I thought he said all that he could say. I am just amazed at some people and some so-called pundits screaming for him to say or do more, for him to actively espouse the protestors.

First, there is no organised opposition in Egypt. I was watching Al-Jazeera last night. Scores of the people protesting in the street don’t want a government led by ElBadarei – they remark upon the fact that he’s spent most of his adult life outside Egypt, and only returned a couple of years ago. They regard him as an opportunist. Then there’s the Muslim Brotherhood, who seem to be the biggest organised group within the protestors. There’s always a danger that Egypt, post-Mubarak, that the government will be taken over by religious extremists.

But the real question, post-Mubarak, is if Egypt is prepared to continue the policy it’s followed for the past 30 years regarding Israel; because that’s the seed in all this, planted all those years ago by Jimmy Carter, Anwar Sadat and Menachem Begin. Sadat was assassinated for that.
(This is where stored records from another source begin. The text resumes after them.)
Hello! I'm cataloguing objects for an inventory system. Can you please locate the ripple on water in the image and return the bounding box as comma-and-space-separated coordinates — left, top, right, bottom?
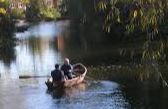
0, 79, 127, 109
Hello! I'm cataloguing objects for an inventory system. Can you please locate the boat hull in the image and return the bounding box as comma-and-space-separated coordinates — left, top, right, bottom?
45, 63, 87, 90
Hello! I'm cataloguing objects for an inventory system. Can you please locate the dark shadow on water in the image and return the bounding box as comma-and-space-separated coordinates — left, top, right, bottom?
46, 83, 86, 99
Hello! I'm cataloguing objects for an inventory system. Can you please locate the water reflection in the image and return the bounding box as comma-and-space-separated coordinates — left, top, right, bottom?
48, 83, 86, 99
0, 21, 69, 78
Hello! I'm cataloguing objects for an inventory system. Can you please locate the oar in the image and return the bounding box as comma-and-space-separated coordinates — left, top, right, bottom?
19, 75, 50, 79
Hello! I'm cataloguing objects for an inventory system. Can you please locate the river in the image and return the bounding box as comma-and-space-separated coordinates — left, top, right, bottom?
0, 20, 168, 109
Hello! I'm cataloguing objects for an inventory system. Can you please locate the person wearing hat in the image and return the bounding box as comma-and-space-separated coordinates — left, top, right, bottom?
61, 58, 72, 79
51, 64, 64, 82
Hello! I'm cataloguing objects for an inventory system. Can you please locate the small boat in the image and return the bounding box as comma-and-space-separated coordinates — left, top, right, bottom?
45, 63, 87, 90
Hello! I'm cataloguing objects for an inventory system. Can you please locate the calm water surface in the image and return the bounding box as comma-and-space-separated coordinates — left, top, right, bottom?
0, 21, 168, 109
Another figure to emerge from the protestors is Gamal Nasser’s son, Khaled. That’s something to ponder.

I simply can’t get my head around people like Ed Schultz or Jon Snow (on British television) hectoring politicians and the President to DO SOMETHING more directly, when they were the very ones screaming (and rightly so) at Bush for interfering and nation-building in Iraq.
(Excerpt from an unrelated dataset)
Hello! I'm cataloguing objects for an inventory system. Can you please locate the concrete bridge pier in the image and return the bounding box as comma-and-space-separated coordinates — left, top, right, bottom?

Absolutely, Marion. I read comments from people on the Left who simultaneously criticize US meddling around the world and in the next breath insist that Obama somehow force Mubarak out. It’s the same impulse as hating the way Dubya ruled– executive orders, his contempt for half of the electorate, e.g.–but demanding that Obama behave the same way.
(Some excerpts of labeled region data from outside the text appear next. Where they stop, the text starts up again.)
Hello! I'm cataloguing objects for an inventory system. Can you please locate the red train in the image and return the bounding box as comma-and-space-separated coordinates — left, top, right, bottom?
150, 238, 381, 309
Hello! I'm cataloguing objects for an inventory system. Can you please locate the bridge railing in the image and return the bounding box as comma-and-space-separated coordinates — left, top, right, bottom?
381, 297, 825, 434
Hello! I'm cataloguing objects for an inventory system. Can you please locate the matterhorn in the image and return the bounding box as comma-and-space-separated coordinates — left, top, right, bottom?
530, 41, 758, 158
Thanks so much for this Bito, missed it.

It is a fine line he has to tread, supporting the revolt and democracy but not be seen by those who may take power as meddling in what’s going on in Egypt.

I think this speech is on the money,


There is a reason. There’s always a reason. A good one I’m sure too. Still, one wonders why Obama didn’t just announce that it would be in the best interest of Egypt and it’s people if it’s 82 year old President didn’t just BOOK, you know?


Not to make our other tyrannical frienemies in the region nervous, for one.


Hey VB! I just don’t think that he wants America to be seen by Egyptians as interfering and trying to control what’s going on in Egypt…even though it’s beyond our control anyway.